Srebrenitsa Katliamı Nerede, Ne Zaman Gerçekleşti?

Srebrenitsa Katliamı, 1991-1995 yıları arasında meydana gelen Yogoslavya iç savaşı sırasında Sırpların Srebrenitsa kentine saldırarak 8372 Bosnalı müslümanı katlettikleri bir soykırımdır.
Srebrenitsa, Bosna Hersek’in doğusunda, Bosna Hersek ile Sırbistan sınırındaki kenttir. Bölgede 1995 yılında Sırplar tarafından gerçekleştirilen, Avrupa’da II. Dünya Savaşı’ndan sonra en büyük katliam olan Srebrenitsa soykırımı yaşanmıştır.
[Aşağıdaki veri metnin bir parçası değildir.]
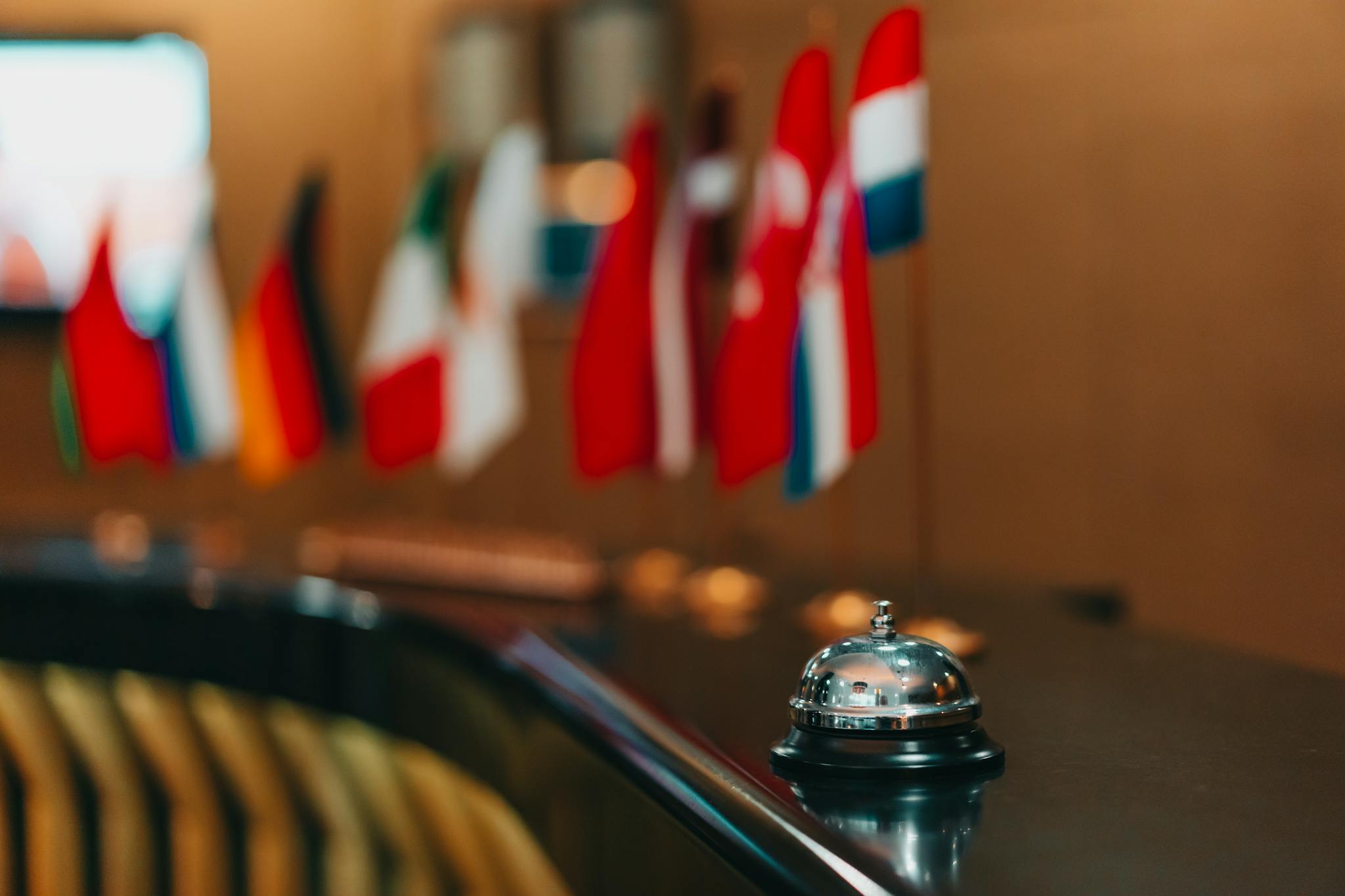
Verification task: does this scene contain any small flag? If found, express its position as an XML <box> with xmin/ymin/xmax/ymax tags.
<box><xmin>234</xmin><ymin>179</ymin><xmax>348</xmax><ymax>485</ymax></box>
<box><xmin>570</xmin><ymin>114</ymin><xmax>659</xmax><ymax>479</ymax></box>
<box><xmin>785</xmin><ymin>144</ymin><xmax>878</xmax><ymax>498</ymax></box>
<box><xmin>650</xmin><ymin>89</ymin><xmax>737</xmax><ymax>477</ymax></box>
<box><xmin>359</xmin><ymin>164</ymin><xmax>452</xmax><ymax>469</ymax></box>
<box><xmin>286</xmin><ymin>173</ymin><xmax>353</xmax><ymax>440</ymax></box>
<box><xmin>53</xmin><ymin>231</ymin><xmax>172</xmax><ymax>466</ymax></box>
<box><xmin>850</xmin><ymin>7</ymin><xmax>928</xmax><ymax>255</ymax></box>
<box><xmin>159</xmin><ymin>200</ymin><xmax>238</xmax><ymax>458</ymax></box>
<box><xmin>439</xmin><ymin>125</ymin><xmax>542</xmax><ymax>477</ymax></box>
<box><xmin>714</xmin><ymin>49</ymin><xmax>831</xmax><ymax>485</ymax></box>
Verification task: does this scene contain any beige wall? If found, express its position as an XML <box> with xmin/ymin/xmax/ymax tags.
<box><xmin>0</xmin><ymin>0</ymin><xmax>1345</xmax><ymax>672</ymax></box>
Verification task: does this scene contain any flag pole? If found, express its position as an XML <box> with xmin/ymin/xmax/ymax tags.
<box><xmin>905</xmin><ymin>240</ymin><xmax>937</xmax><ymax>614</ymax></box>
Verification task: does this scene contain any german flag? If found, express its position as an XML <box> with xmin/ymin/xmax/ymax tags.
<box><xmin>234</xmin><ymin>176</ymin><xmax>349</xmax><ymax>486</ymax></box>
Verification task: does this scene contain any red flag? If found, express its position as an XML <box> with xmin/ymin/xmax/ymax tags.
<box><xmin>570</xmin><ymin>116</ymin><xmax>659</xmax><ymax>479</ymax></box>
<box><xmin>64</xmin><ymin>234</ymin><xmax>172</xmax><ymax>465</ymax></box>
<box><xmin>714</xmin><ymin>47</ymin><xmax>833</xmax><ymax>485</ymax></box>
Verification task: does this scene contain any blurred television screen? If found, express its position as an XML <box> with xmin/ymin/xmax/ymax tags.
<box><xmin>0</xmin><ymin>33</ymin><xmax>211</xmax><ymax>331</ymax></box>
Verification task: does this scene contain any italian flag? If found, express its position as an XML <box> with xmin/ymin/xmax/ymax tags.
<box><xmin>358</xmin><ymin>164</ymin><xmax>451</xmax><ymax>469</ymax></box>
<box><xmin>439</xmin><ymin>123</ymin><xmax>542</xmax><ymax>477</ymax></box>
<box><xmin>850</xmin><ymin>7</ymin><xmax>928</xmax><ymax>255</ymax></box>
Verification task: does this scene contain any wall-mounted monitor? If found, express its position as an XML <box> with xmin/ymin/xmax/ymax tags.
<box><xmin>0</xmin><ymin>33</ymin><xmax>209</xmax><ymax>330</ymax></box>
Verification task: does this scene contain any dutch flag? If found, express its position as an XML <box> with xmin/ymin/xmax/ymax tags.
<box><xmin>850</xmin><ymin>7</ymin><xmax>928</xmax><ymax>255</ymax></box>
<box><xmin>784</xmin><ymin>146</ymin><xmax>878</xmax><ymax>498</ymax></box>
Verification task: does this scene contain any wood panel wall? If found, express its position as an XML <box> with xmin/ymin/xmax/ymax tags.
<box><xmin>0</xmin><ymin>0</ymin><xmax>1345</xmax><ymax>672</ymax></box>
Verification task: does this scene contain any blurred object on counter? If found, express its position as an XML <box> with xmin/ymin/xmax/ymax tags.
<box><xmin>897</xmin><ymin>616</ymin><xmax>986</xmax><ymax>660</ymax></box>
<box><xmin>799</xmin><ymin>588</ymin><xmax>877</xmax><ymax>641</ymax></box>
<box><xmin>615</xmin><ymin>548</ymin><xmax>692</xmax><ymax>616</ymax></box>
<box><xmin>684</xmin><ymin>566</ymin><xmax>768</xmax><ymax>639</ymax></box>
<box><xmin>299</xmin><ymin>523</ymin><xmax>607</xmax><ymax>601</ymax></box>
<box><xmin>187</xmin><ymin>519</ymin><xmax>248</xmax><ymax>570</ymax></box>
<box><xmin>90</xmin><ymin>511</ymin><xmax>150</xmax><ymax>567</ymax></box>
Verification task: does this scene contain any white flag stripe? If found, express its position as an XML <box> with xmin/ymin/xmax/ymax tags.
<box><xmin>439</xmin><ymin>125</ymin><xmax>542</xmax><ymax>477</ymax></box>
<box><xmin>802</xmin><ymin>277</ymin><xmax>850</xmax><ymax>489</ymax></box>
<box><xmin>686</xmin><ymin>152</ymin><xmax>738</xmax><ymax>215</ymax></box>
<box><xmin>359</xmin><ymin>235</ymin><xmax>448</xmax><ymax>380</ymax></box>
<box><xmin>175</xmin><ymin>227</ymin><xmax>238</xmax><ymax>457</ymax></box>
<box><xmin>650</xmin><ymin>181</ymin><xmax>695</xmax><ymax>477</ymax></box>
<box><xmin>850</xmin><ymin>78</ymin><xmax>929</xmax><ymax>190</ymax></box>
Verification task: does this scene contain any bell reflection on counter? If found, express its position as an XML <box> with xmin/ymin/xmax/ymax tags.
<box><xmin>771</xmin><ymin>601</ymin><xmax>1005</xmax><ymax>777</ymax></box>
<box><xmin>789</xmin><ymin>769</ymin><xmax>1002</xmax><ymax>893</ymax></box>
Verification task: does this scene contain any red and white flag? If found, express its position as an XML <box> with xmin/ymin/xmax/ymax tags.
<box><xmin>570</xmin><ymin>114</ymin><xmax>659</xmax><ymax>479</ymax></box>
<box><xmin>650</xmin><ymin>87</ymin><xmax>737</xmax><ymax>477</ymax></box>
<box><xmin>714</xmin><ymin>47</ymin><xmax>833</xmax><ymax>485</ymax></box>
<box><xmin>785</xmin><ymin>148</ymin><xmax>878</xmax><ymax>498</ymax></box>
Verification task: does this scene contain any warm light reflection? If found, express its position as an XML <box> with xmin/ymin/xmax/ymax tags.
<box><xmin>90</xmin><ymin>511</ymin><xmax>149</xmax><ymax>566</ymax></box>
<box><xmin>802</xmin><ymin>588</ymin><xmax>874</xmax><ymax>641</ymax></box>
<box><xmin>684</xmin><ymin>566</ymin><xmax>766</xmax><ymax>638</ymax></box>
<box><xmin>898</xmin><ymin>616</ymin><xmax>986</xmax><ymax>660</ymax></box>
<box><xmin>565</xmin><ymin>158</ymin><xmax>635</xmax><ymax>224</ymax></box>
<box><xmin>616</xmin><ymin>548</ymin><xmax>690</xmax><ymax>615</ymax></box>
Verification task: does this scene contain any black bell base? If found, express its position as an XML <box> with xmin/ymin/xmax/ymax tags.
<box><xmin>771</xmin><ymin>721</ymin><xmax>1005</xmax><ymax>779</ymax></box>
Srebrenitsa Katliamı Sürecine nasıl gelindi, neler yaşandı?
Yugoslavya ve Sovyet Birliği’nin 1990’lı yıllarda dağılmasıyla bölgedeki küçük devletçikler bağımsızlıklarını ilan etmeye başladılar. Balkanlarda; 1991’de Hırvatistan ve Slovenya, 1992 Ocak’ta Sırbistan ve 1992 Nisan ayında Bosna Hersek bağımsızlığını ilan etti.
Bosna Hersek halkı Boşnak, Sırp ve Hırvatlardan oluşmaktaydı. Halkın çoğunluğunun Boşnaklardan oluşması Sırpları ve Hırvatları rahatsız ediyordu. Bosna Hersek topraklarını paylaşıp kendi büyük devletlerini kurmak istiyorlardı. Bosna Hersek Cumhuriyeti’nin bağımsızlığını ilan etmesiyle 1992’den 1995 yılına kadar sürecek olan Bosna Savaşı başlamış oldu. Boşnaklar Aliya İzzetbegoviç önderliğinde ülkelerinin bütünlüğünü korumaya çalıştılar. Savaşta çok sayıda Boşnak katledildi ve evlerinden sürüldüler ancak Sırplar en büyük kıyımı Birleşmiş Milletler kuvvetlerinin korumasında olan Srebrenitsa’da gerçekleştirdiler.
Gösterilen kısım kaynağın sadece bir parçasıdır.